- O PT pediu à CPMI do INSS a convocação dos governadores Ibaneis Rocha (DF) e Cláudio Castro (RJ) para explicar relações com o Banco Master e o fundo de previdência fluminense.
- No Distrito Federal, Ibaneis aparece nas investigações da Polícia Federal como interessado direto na negociação entre o Banco Master e o BRB; depoimento de Daniel Vorcaro cita contato direto com o governador.
- No Rio de Janeiro, o Rioprevidência aplicou R$ 970 milhões em papéis do Master; o TCE-RJ identificou falhas no plano de investimentos antes da liquidação pela autoridade monetária.
- O requerimento sustenta que o Banco BRB teria investido mais de R$ 16 bilhões no Master entre 2024 e 2025, com cerca de R$ 12 bilhões em carteiras de crédito sem lastro, fato relacionado à Operação Compliance Zero.
- Dados do INSS indicam que o Master mantinha mais de 254 mil empréstimos consignados; o presidente do INSS disse que houve suspensão de novas operações no segmento após indícios de irregularidades.

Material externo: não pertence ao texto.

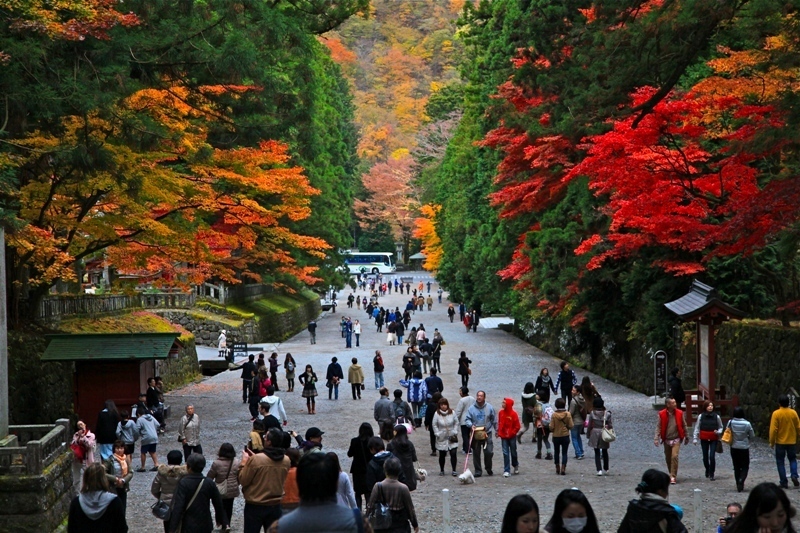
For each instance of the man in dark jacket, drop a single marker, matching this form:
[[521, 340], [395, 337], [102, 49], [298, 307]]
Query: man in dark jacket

O deputado federal Rogério Correia (PT-MG) pediu à CPMI do INSS a convocação dos governadores Ibaneis Rocha (MDB-DF) e Cláudio Castro (PL-RJ) para explicar relações com o Banco Master. O objetivo é esclarecer possíveis impactos de decisões políticas e financeiras sobre aposentados, pensionistas e fundos públicos, em meio a suspeitas de um esquema bilionário envolvendo o banco estatal e o fundo de previdência fluminense.

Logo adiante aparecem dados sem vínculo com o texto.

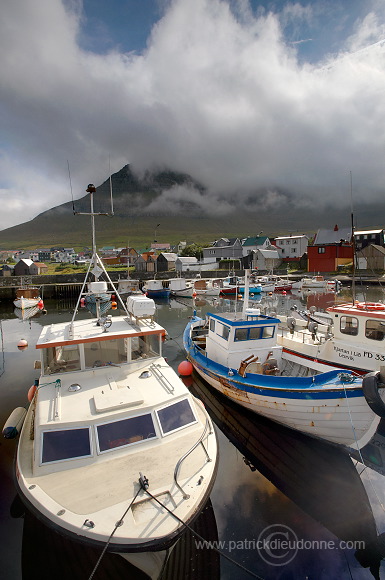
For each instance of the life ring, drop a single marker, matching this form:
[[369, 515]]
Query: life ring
[[370, 384], [370, 306]]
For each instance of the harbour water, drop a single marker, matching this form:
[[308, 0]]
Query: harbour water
[[325, 508]]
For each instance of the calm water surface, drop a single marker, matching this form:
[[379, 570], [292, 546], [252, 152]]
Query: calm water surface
[[272, 482]]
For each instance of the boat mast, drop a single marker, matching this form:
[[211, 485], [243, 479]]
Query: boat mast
[[353, 243]]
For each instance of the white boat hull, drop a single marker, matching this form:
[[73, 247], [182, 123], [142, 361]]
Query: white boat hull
[[328, 419]]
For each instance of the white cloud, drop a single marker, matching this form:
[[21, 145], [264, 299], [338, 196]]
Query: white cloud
[[220, 96]]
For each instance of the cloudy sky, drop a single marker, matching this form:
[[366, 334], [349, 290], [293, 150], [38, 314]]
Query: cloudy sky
[[245, 96]]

No Distrito Federal, o requerimento aponta que Ibaneis Rocha aparece envolvido na negociação ligada à suposta compra do Banco Master pelo BRB, movimento discutido em delações de empresários relacionados ao caso. De acordo com depoimento de dezembro de 2025, o controlador do Master disse ter tratado diretamente com o governador sobre negócios entre as duas instituições.
No Rio de Janeiro, a peça sustenta que a Rioprevidência aplicou quase 970 milhões de reais em papéis do Master. A Auditoria do TCE-RJ, no início de 2025, já havia indicado falhas no planejamento de investimentos, anteriores à liquidação do banco pelo Banco Central.
Segundo o requerimento, Ibaneis Rocha facilitou relações com o Master ao viabilizar o crédito consignado, enquanto Cláudio Castro teria contribuído com investimentos ligados ao fundo da previdência estadual. A reportagem aponta também que o BRB teria investido mais de 16 bilhões de reais no Master entre 2024 e 2025, com aproximadamente 12 bilhões em carteiras de crédito sem lastro, o que motivou investigações da Operação Compliance Zero.
Ainda conforme o documento, o controlador Vorcaro destacou riscos de liquidez aos compradores e a possível utilização da solidez do FGC para sustentar venda de CDBs. Posteriormente, surgiram informações de negociações de títulos do Master por bancos e corretoras, levando a Justiça fluminense a incluir Nubank, BTG Pactual e XP em ação civil pública.
Dados do INSS indicam que o Master mantinha mais de 254 mil empréstimos consignados para aposentados e pensionistas. O presidente do INSS informou que o volume de reclamações e de indícios de irregularidades levou à suspensão de novas operações do banco nesse segmento.
A CPMI planeja retomar os trabalhos até o final de fevereiro. A agenda do ano ainda não foi divulgada, e o Legislativo deve retomar atividades na próxima segunda-feira (2).